Even Better IntX

This morning I realized the flaw in my IntX scheme that I presented in my last post.

First I realized that my algorithm wasn't working for non-negative integers that were a multiple of 7 significant bits and that my test cases were sloppy that way. For example, 64 (01000000) was encoding as that same byte value. When decoded, the most significant data bit 1 was interpreted as part of a signed number and yielding a result of -64.

I made a quick fix in the sample code I listed so that non-negative numbers wouldn't have an initial MSB of 1. That fixed the encoding problem, but I then belatedly realized the larger problem: that the scheme no longer allows values 0..127 to be encoding in a single byte, nearly doubling the storage size of plain ASCII text.

I'm going back to the IntX scheme I've used for the past 5 years, which works quite well. I didn't do it justice in my previous blog post, so I'll present it fully here. It allows values -64 to 127 to be encoded as a single byte, with larger values taking up to 5 bytes for an Int32. IntX only supports 32-bits total; 64 bit integers must be written as two IntX values to make use of the system.

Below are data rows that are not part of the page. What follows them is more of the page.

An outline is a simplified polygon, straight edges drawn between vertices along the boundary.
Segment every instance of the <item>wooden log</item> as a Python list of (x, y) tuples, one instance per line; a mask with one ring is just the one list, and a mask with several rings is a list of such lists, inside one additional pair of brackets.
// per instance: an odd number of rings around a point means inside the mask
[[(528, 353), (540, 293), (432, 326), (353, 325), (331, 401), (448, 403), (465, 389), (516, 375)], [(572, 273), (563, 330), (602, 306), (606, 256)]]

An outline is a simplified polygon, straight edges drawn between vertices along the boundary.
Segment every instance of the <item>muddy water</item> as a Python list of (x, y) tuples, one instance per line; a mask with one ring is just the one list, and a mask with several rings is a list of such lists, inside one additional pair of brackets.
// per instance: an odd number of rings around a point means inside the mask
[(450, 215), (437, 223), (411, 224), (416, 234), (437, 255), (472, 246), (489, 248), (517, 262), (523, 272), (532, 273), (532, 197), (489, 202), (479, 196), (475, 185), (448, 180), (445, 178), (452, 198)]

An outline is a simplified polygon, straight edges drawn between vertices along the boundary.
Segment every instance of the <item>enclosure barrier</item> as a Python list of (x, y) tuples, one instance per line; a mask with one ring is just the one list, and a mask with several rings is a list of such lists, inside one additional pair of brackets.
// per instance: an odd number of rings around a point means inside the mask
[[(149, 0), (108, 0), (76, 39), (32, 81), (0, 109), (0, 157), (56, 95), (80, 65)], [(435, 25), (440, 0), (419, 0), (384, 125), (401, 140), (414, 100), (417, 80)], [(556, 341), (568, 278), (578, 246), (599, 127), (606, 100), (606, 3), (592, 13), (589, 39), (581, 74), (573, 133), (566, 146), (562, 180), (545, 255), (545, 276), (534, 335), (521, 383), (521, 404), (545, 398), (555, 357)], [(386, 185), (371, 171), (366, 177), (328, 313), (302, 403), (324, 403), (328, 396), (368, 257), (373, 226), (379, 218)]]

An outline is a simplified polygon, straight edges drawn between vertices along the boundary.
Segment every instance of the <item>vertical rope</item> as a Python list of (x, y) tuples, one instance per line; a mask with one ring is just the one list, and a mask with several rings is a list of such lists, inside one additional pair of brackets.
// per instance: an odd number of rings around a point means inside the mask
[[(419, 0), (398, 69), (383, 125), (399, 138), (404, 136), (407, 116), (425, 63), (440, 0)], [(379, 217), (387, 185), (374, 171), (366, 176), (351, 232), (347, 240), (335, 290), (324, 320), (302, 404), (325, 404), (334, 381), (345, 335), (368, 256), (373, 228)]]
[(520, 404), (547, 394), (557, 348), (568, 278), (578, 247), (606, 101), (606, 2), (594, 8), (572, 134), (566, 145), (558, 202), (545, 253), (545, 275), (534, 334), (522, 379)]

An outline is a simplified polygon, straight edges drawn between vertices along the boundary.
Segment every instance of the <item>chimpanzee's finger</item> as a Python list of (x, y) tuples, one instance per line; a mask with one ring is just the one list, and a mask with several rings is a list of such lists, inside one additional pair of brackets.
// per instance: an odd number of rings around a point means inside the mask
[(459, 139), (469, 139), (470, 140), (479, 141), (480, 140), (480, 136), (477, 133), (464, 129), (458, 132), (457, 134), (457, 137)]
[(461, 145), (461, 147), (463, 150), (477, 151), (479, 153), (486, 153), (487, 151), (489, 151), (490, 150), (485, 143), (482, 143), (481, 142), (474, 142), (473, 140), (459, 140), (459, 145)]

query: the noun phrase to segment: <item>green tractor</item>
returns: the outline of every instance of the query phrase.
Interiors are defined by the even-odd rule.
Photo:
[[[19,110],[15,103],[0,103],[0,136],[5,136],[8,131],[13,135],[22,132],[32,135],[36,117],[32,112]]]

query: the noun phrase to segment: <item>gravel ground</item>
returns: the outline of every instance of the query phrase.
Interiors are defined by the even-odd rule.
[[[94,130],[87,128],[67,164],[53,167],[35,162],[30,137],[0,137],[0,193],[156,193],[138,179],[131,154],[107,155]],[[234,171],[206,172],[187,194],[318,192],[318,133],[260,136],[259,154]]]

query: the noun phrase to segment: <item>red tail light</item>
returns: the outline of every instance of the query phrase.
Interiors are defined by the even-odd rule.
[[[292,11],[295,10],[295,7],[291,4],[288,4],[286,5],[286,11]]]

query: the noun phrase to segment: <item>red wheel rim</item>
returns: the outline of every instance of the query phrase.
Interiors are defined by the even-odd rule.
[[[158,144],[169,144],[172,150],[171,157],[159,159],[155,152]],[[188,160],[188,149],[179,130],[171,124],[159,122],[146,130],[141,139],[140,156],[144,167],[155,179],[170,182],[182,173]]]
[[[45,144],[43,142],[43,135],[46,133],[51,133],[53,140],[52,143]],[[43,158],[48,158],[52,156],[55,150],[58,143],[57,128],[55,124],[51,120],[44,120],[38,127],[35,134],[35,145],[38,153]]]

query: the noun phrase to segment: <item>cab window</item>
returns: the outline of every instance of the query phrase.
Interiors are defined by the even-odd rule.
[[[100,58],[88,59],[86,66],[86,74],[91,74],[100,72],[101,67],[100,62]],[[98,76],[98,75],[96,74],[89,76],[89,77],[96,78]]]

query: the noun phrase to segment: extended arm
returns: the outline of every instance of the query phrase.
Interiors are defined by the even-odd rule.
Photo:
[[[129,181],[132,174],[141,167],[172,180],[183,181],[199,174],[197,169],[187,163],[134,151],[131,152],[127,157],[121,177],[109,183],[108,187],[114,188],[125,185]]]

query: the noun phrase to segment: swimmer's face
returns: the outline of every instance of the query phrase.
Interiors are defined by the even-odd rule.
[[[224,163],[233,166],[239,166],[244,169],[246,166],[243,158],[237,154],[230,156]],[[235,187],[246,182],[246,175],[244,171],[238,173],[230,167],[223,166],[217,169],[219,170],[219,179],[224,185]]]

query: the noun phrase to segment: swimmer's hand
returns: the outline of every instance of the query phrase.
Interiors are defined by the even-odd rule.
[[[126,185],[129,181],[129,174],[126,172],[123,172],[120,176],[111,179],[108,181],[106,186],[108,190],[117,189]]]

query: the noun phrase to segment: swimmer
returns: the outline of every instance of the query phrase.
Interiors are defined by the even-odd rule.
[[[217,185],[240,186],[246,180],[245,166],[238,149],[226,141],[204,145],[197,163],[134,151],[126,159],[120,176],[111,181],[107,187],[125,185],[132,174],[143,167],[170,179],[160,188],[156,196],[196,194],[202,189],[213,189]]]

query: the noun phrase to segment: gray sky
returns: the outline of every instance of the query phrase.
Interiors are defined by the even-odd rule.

The encoded bit patterns are as follows:

0xxxxxxx :  0..127
11xxxxxx : -64..-1
10nnxxxx : 4 bits x + n+1 (1..4) bytes follow, signed

In the third case, the 4 x bits are only used when when 1..3 bytes follow. If 4 bytes follow then those four x bits are unused.

The nice thing about this encoding is that 192 of the 256 possible signed byte values are encoded as-is with no extra encoding or decoding work required!